CREDIT
I'm just a plowhand from Arkansas, but I have learned how to hold a team together. How
to lift some men up, how to calm down others, until finally they've got one heartbeat
together, a team. There's just three things I'd ever say: If anything goes bad, I did it.
If anything goes semi-good, then we did it. If anything goes real good, then you did it.
That's all it takes to get people to win football games for you.
Bear Bryant.
Although he wasn't the first to use ether as an anesthetic, Boston dentist William
Morton was credited with this discovery after using ether for a tooth extraction in the
mid-1840s. But Morton had done so at the recommendation of Boston chemist Charles Jackson,
who also claimed part of the credit. When the Massachusetts Historical Society decided to
pay tribute to the discoverer of anesthesia, a monument was commissioned. But there was
some dispute as to whether Morton's or Jackson's bust should adorn the statue. Realizing
that the controversy would never be settled to everyone's satisfaction, Dr. Oliver Wendell
Holmes, Sr., suggested that they use busts of both men with this inscription: "To
Ether"!
Today in the Word, May 7, 1993.
There is no limit to what a man can do or where he can go, if he doesn't care who gets
the credit.
John III Sobieski, king of Poland in the late 17th century, is best remembered as the
man who saved central Europe from invading armies of Turks in 1683. With the Turks at the
walls of Vienna, Sobieski led a charge that broke the siege. His rescue of Vienna is
considered one of the decisive battles in European history. In announcing his great
victory the king paraphrased the famous words of Caesar by saying simply, "I came; I
saw; God conquered."
Today in the Word, MBI, August, 1991, p. 7.
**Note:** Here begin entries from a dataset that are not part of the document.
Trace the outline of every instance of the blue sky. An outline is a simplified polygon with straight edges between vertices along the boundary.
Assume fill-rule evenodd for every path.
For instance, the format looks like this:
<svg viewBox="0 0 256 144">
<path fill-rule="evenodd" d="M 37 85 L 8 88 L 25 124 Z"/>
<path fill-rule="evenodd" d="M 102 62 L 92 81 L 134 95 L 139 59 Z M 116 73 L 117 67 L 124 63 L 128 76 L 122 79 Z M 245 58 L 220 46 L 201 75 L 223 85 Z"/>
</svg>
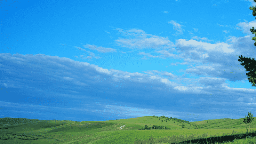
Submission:
<svg viewBox="0 0 256 144">
<path fill-rule="evenodd" d="M 1 1 L 0 117 L 255 114 L 253 0 L 81 1 Z"/>
</svg>

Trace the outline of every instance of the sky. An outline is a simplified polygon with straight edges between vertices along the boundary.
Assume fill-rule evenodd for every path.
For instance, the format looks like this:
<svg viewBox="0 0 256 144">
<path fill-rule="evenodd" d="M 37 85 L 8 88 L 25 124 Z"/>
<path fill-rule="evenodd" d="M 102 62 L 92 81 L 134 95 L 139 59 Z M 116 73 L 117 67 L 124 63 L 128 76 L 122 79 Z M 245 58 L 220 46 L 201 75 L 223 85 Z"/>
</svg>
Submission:
<svg viewBox="0 0 256 144">
<path fill-rule="evenodd" d="M 0 118 L 256 116 L 253 0 L 1 1 Z"/>
</svg>

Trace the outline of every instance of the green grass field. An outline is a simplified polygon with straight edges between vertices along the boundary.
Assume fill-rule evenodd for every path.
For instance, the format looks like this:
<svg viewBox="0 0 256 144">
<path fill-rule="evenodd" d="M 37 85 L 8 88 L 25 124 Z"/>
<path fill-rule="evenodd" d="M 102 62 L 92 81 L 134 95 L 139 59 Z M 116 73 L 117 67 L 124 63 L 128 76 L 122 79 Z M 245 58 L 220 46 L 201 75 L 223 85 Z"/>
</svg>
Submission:
<svg viewBox="0 0 256 144">
<path fill-rule="evenodd" d="M 147 116 L 76 122 L 4 118 L 0 119 L 0 143 L 256 144 L 256 122 L 251 124 L 251 132 L 246 136 L 243 119 L 188 122 L 164 116 Z M 151 129 L 139 130 L 146 125 Z M 156 129 L 152 129 L 156 125 Z"/>
</svg>

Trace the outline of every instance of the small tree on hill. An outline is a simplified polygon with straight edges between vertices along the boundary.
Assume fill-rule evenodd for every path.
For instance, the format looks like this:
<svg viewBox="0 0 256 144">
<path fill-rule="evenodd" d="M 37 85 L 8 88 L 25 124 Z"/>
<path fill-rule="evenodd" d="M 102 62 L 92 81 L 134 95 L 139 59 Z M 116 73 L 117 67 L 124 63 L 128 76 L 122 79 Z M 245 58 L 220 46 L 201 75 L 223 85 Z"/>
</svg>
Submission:
<svg viewBox="0 0 256 144">
<path fill-rule="evenodd" d="M 253 116 L 253 115 L 252 115 L 252 116 L 251 116 L 251 114 L 252 113 L 251 113 L 251 112 L 250 112 L 250 113 L 248 113 L 248 116 L 246 116 L 245 118 L 244 118 L 244 122 L 245 124 L 245 132 L 246 132 L 247 135 L 248 134 L 248 130 L 247 130 L 247 131 L 246 132 L 246 129 L 247 129 L 246 124 L 248 124 L 249 125 L 249 132 L 250 132 L 251 131 L 250 130 L 250 124 L 252 121 L 252 120 L 253 120 L 253 118 L 252 118 L 252 116 Z"/>
</svg>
A local sportscaster, doing radio coverage of an Indiana high-school football game from
the stands, used a chart listing the names, numbers, and positions of the players to help
him describe the action. Then it began to rain; the ink on the chart ran, and the numbers
on the backs of the players were covered with mud. Identifying the home-team players was
easy, but the only familiar name on the lineup of the visiting Chicago team was that of
Blansky, a linebacker who was up for all-state. As local listeners didn't know the Chicago
players, and his station wasn't powerful enough to reach Chicago, the sportscaster made up
the names of every Chicago player but Blansky. And since Blansky was the only legitimate
name, he did his play-by-play with Blansky making most of the tackles. The next day, the
Chicago coach called him to say he had done a really nice job of covering the game--except
for one thing. Blansky had broken his leg in the first half and spent the second half in
the hospital, listening to himself playing one heck of a game.
Akron Beacon Journal
Magazine.
Laugh and the world laughs with you; Weep, and you weep alone. These lines first
appeared in "Solitude", a poem printed in the February 25, 1883 issue of the
New York Sun.
The author was Ella Wheeler, a Wisconsin-born journalist and poet, who received $5 for her
work. The poem was published again in May of that year in a collection of Miss Wheeler's
called Poems of Passion. The collection was a great financial success. To her dismay, Ella
Wheeler Wilcox, (now married) found the poem, word for word, in a book by John A. Joyce,
published in 1885. The poem had a different title, "Laugh and the World Laughs With
You",
but Joyce claimed it as his own. Mrs. Wheeler offered $5,000 for any printed version of
the poem dated earlier than her own. Neither Joyce nor anyone else ever produced one, but
he continued to reprint the poem as his own until he died in 1915. As a final irony, he
had the two famous lines chiseled on his tombstone in Oak Hill Cemetery, Washington, DC.
Since that time, however, publishers have given credit where credit seems to be due--to
Ella Wheeler Wilcox.
Bits & Pieces, February, 1990, p. 5-6.
Humor
A farmer took a piece of bad earth and made things flourish thereon. Proud of his
accomplishments, he asked his minister to come by and see what he had done. The minister
was impressed. "That's the tallest corn I've ever seen. I've never seen anything as
big as those melons. Praise the Lord!" He went on that way about every crop, praising
the Lord for it all. Finally the farmer couldn't take it anymore. "Reverend," he
said, "I wish you could have seen this place when the Lord was doing it by
himself."
Ronald Reagan, in a speech in Indianapolis.